To make use of these different ways to copy a file more quickly we need a way to dispatch between them.

An errno of ENOSYS means that the system call isn't supported, so there's no value in ever calling that again, but EINVAL just means it's the wrong kind of file so you just need to fall back to a different method of copying.

ssize_t naive_copy_range(int srcfd, int tgtfd, size_t range) {
    char buf[4 * 1024 * 1024];
    size_t copied = 0;
    while (range > copied) {
        size_t to_copy = range - copied;
        ssize_t n_read;
        n_read = TEMP_FAILURE_RETRY(read(srcfd, buf,
                to_copy > sizeof(buf) ? sizeof(buf) : to_copy));
        if (n_read < 0) {
            perror("Read source file");
            return n_read;
        }
        if (n_read == 0)
            break;

        while (n_read > 0) {
            ssize_t n_written = TEMP_FAILURE_RETRY(write(tgtfd, buf, n_read));
            if (n_written < 0)
                perror("Write to target file");
                return n_written;

            n_read -= n_written;
            copied += n_written;
        }
    }
    return copied;
}

ssize_t copy_range(int srcfd, int tgtfd, size_t range) {
    ssize_t copied;
    static int have_cfr = true, have_sendfile = true, have_splice = true;

    if (have_cfr) {
        copied = cfr_copy_range(srcfd, tgtfd, range);
        if (copied >= 0) {
            return copied;
        } else if (errno == ENOSYS) {
            have_cfr = false;
        } else if (errno != EINVAL) {
            return copied;
        }
    }

    if (have_sendfile) {
        copied = sendfile_copy_range(srcfd, tgtfd, range);
        if (copied >= 0) {
            return copied;
        } else if (errno == ENOSYS) {
            have_sendfile = false;
        } else if (errno != EINVAL) {
            return copied;
        }
    }

    if (have_splice) {
        copied = splice_copy_range(srcfd, tgtfd, range);
        if (copied >= 0) {
            return copied;
        } else if (errno == ENOSYS) {
            have_splice = false;
        } else if (errno != EINVAL) {
            return copied;
        }
    }

    return naive_copy_range(srcfd, tgtfd, range);
}

For convenience of testing, the full my-mv.c source file and Makefile, including the new copy functions, can be downloaded.

Conclusion

So now we've got a slightly slower fall-back to when rename(2) fails right?

Well, not quite. We're copying the data as quickly as we can, but files also have associated metadata that we're not even thinking about yet.

Pretty cool stuff!

Two things occur to me though, the first is that according to my man page, for splice(2) to be applicable one of the fds has to be a pipe, which probably rules it out for file copying.
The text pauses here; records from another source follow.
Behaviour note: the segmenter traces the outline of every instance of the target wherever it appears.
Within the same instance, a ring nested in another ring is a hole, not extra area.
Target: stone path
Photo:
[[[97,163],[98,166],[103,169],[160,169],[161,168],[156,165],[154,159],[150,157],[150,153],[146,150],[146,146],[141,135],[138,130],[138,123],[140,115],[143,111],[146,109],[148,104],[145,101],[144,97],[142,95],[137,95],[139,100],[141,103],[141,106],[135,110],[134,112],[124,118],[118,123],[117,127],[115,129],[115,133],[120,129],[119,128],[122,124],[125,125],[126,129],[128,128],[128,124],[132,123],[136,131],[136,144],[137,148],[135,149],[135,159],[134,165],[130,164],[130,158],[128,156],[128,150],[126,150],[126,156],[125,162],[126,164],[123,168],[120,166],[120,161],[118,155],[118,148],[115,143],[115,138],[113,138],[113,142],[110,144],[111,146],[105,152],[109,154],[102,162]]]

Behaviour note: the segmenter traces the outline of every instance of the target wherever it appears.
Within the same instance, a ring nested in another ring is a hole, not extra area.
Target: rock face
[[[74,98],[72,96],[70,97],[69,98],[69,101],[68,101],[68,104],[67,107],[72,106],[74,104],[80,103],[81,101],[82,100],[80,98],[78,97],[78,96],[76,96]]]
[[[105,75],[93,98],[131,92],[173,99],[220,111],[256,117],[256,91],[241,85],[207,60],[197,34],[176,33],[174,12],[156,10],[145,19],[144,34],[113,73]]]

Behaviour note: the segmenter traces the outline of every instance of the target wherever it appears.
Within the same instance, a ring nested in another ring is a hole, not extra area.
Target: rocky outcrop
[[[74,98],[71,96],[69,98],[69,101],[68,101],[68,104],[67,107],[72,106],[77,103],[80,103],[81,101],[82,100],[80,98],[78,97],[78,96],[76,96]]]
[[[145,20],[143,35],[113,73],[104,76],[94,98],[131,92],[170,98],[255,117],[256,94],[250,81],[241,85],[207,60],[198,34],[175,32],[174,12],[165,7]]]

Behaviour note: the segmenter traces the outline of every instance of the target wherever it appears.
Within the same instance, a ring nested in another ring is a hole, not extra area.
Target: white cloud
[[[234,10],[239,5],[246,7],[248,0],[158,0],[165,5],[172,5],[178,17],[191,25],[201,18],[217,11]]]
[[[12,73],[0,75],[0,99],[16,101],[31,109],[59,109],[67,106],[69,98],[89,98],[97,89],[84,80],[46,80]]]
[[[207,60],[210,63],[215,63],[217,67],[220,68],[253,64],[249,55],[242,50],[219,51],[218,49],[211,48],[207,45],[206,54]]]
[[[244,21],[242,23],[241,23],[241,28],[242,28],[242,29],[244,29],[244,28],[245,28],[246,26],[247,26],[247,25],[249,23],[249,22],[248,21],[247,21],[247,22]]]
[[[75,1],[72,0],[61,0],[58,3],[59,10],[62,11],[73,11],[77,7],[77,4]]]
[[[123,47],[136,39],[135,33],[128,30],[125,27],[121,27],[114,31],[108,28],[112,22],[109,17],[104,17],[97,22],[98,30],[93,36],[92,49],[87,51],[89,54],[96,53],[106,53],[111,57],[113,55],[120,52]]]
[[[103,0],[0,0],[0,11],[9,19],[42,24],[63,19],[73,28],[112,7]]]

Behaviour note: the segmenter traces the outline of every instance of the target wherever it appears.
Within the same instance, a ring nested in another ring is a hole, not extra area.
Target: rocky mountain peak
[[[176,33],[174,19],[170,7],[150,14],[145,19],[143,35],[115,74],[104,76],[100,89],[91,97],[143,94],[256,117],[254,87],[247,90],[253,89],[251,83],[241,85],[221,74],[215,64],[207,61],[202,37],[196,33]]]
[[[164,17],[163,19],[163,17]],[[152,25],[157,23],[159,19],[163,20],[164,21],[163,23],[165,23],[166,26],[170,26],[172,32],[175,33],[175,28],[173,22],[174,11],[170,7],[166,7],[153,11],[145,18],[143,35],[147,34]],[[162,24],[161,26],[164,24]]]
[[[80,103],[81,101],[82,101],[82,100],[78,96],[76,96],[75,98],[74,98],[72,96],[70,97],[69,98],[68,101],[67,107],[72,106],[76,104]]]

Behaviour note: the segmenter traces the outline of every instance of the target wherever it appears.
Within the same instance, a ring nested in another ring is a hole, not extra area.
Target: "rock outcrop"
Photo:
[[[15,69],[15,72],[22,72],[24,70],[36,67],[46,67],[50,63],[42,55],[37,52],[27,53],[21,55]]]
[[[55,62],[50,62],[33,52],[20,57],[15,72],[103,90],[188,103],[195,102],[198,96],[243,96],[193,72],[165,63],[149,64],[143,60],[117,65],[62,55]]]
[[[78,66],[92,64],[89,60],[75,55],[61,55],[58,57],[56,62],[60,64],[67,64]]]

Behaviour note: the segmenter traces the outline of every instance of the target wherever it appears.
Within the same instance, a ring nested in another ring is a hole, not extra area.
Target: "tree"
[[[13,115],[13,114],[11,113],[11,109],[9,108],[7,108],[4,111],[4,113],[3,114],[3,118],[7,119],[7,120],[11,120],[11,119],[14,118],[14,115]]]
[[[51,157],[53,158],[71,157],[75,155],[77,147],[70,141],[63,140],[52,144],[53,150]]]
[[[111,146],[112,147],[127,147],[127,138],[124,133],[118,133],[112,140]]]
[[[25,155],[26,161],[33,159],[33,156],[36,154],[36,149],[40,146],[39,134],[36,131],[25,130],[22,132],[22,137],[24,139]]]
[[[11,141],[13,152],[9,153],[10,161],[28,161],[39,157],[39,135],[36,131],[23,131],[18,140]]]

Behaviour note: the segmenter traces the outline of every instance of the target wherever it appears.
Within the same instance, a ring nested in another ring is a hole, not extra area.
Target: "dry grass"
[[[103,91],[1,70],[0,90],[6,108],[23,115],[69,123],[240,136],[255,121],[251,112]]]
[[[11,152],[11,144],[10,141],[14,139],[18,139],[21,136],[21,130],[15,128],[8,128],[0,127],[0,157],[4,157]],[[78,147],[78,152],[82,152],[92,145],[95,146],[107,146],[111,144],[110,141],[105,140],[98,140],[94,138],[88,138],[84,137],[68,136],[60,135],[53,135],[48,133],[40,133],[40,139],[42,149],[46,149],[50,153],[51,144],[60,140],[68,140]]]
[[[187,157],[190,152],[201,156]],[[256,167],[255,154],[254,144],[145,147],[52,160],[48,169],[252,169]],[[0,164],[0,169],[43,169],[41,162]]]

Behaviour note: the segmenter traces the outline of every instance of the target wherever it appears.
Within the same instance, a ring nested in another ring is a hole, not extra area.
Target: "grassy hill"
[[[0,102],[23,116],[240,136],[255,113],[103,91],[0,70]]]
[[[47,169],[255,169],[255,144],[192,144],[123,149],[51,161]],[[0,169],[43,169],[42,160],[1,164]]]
The second is that none of these calls seem to be standard, they're linux specific and my man pages here suggest that prototypes and semantics differ across platforms such that these calls can't be used portably. This makes me wonder whether ENOSYS is really useful here, since if we write code using these calls then we're already presumably tied to a particular platform (linux), so we can safely assume these calls are implemented?

Comment by Gravious Sun Feb 26 18:55:58 2017

Yeah, splice is included because at the time I had the notion of writing a generic copy routine between two file descriptors.

We're assuming Linux, but with some flexibility of which version.

  • sendfile was introduced in Linux 2.2, but the output file descriptor must be a socket. Since 2.6.33 it may be any file.
  • splice was introduced in Linux 2.6.17 and might some day support any file descriptor.
  • copy_file_range was introduced in Linux 4.5

Checking versions would be inappropriate since you see frankenkernels where newer features have been back-ported, and sometimes system calls are optional, depending on kernel configuration, such as name_to_handle_at.

Comment by Richard Maw Mon Aug 21 10:13:11 2017